The substance—etymologically viewed as the foundation, “what stands (-stare) under (sub-)”—thus implies that we should return to the mechanism itself at the origin of the phenomenon. This mechanism common to all biological invasions will constitute the kernel of the definition that we will propose.
In a trivial way, the effort of characterizing the phenomenon thus amounts to identifying the universals/transcendentals (i.e., the general notions resulting through abstraction of the intersection of singular objects) from the search for what is present in all biological invasions. In this respect, from a theoretical viewpoint, a biological invasion, according to us, always appears in the course of an interspecific competition sensu lato—i.e., direct or apparent (i.e., mediated by an interaction of another form like predation or mutualism)—that underscores the superiority of a unique species, qualified as invasive, over the other, functionally similar species that use the same resource in the same way (e.g., nutrient, food, habitat) within an ecosystem. This competitive advantage necessarily occurs after the disappearance of one (or several) barrier(s)/obstacle(s) to the dominance of this species. This lifting of constraint(s), which from a conceptual viewpoint destructures the system and inevitably leads to a redistribution of its elements, can occur in two ways: (i) following the introduction of a non-native species that can benefit from an overwhelming competitive advantage as a result of the lack of common evolutionary history with the recipient community’s species belonging to the same guild/functional group—e.g., the “enemy release hypothesis” (Blossey and Nötzold 1995; Keane and Crawley 2002), “novel weapons hypothesis” (Callaway and Ridenour 2004); (ii) following a major exogenous modification of the environment (e.g., eutrophication, loss/addition of top predators, fire/change in fire regime) that changes the competition regime through the redistribution of the selective forces at work (Byers 2002). With this definition, the invasive species can be native or non-native: indeed, a native species can be considered as “novel” towards a changed environment as well (Davis and Thompson 2000; Sax and Brown 2000; Byers 2002).
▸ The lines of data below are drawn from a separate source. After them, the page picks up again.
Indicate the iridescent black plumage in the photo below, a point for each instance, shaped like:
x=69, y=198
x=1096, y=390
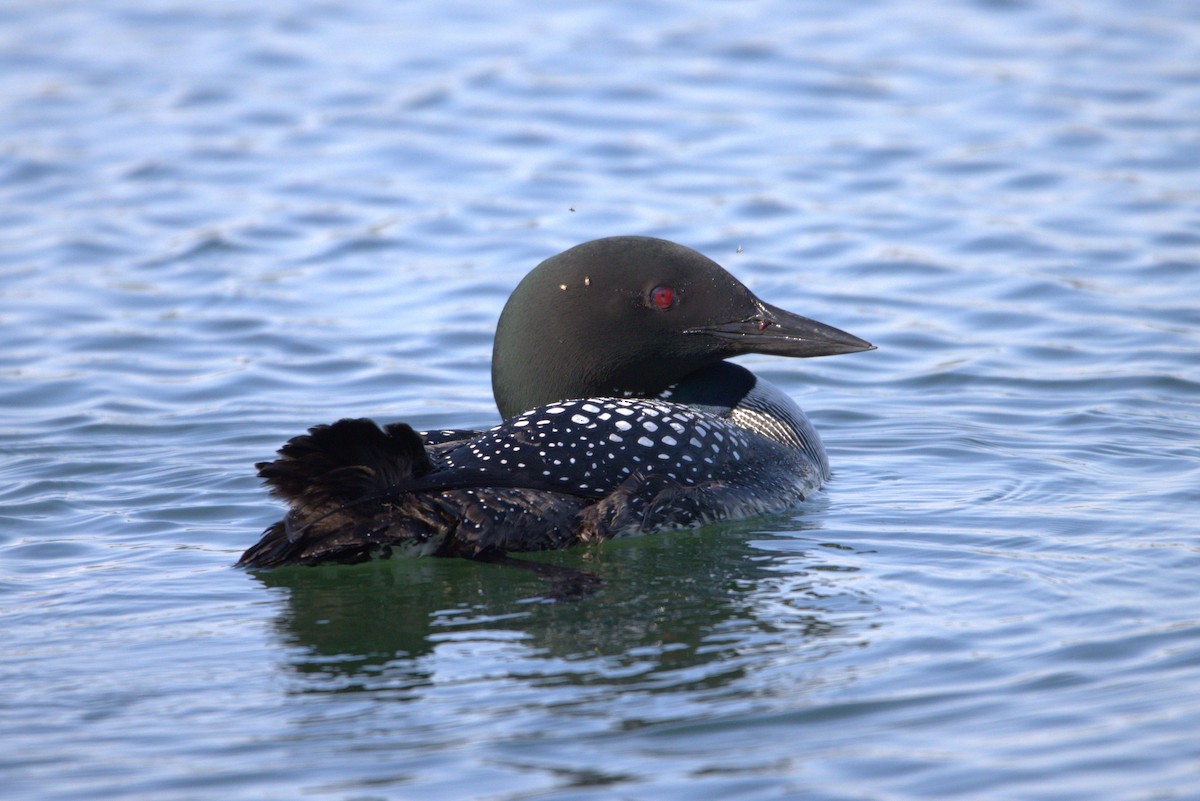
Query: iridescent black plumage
x=634, y=425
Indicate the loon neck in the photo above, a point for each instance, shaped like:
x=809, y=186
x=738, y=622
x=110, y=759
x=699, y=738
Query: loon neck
x=719, y=386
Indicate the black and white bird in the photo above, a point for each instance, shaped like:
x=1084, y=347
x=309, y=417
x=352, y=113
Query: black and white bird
x=621, y=416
From an ecological viewpoint, an invasive species is finally always alien to its novel environment as a result of either a change OF the environment (alien species) or a change IN the environment (native species or alien species that spread after a lag time).
In reality, whatever the nature of the change, it is invariably the superiority of the response of a given species over those of functionally similar species that leads to its dominance or to its invasion in the novel environment (Shea and Chesson 2002). That is, the differential response of species associated with a change in and/or of the environment always offers some “niche opportunities”—e.g., through the opening of a novel niche or through the extension of a pre-existing niche—by means of which a species is able to invade the environment (Shea and Chesson 2002). The stochasticity and brevity of these opportunities have been underlined by Johnstone (1986) and Davis (Pysek et al. 2004) who called it “plant invasion windows” and “transient window opportunity”, respectively.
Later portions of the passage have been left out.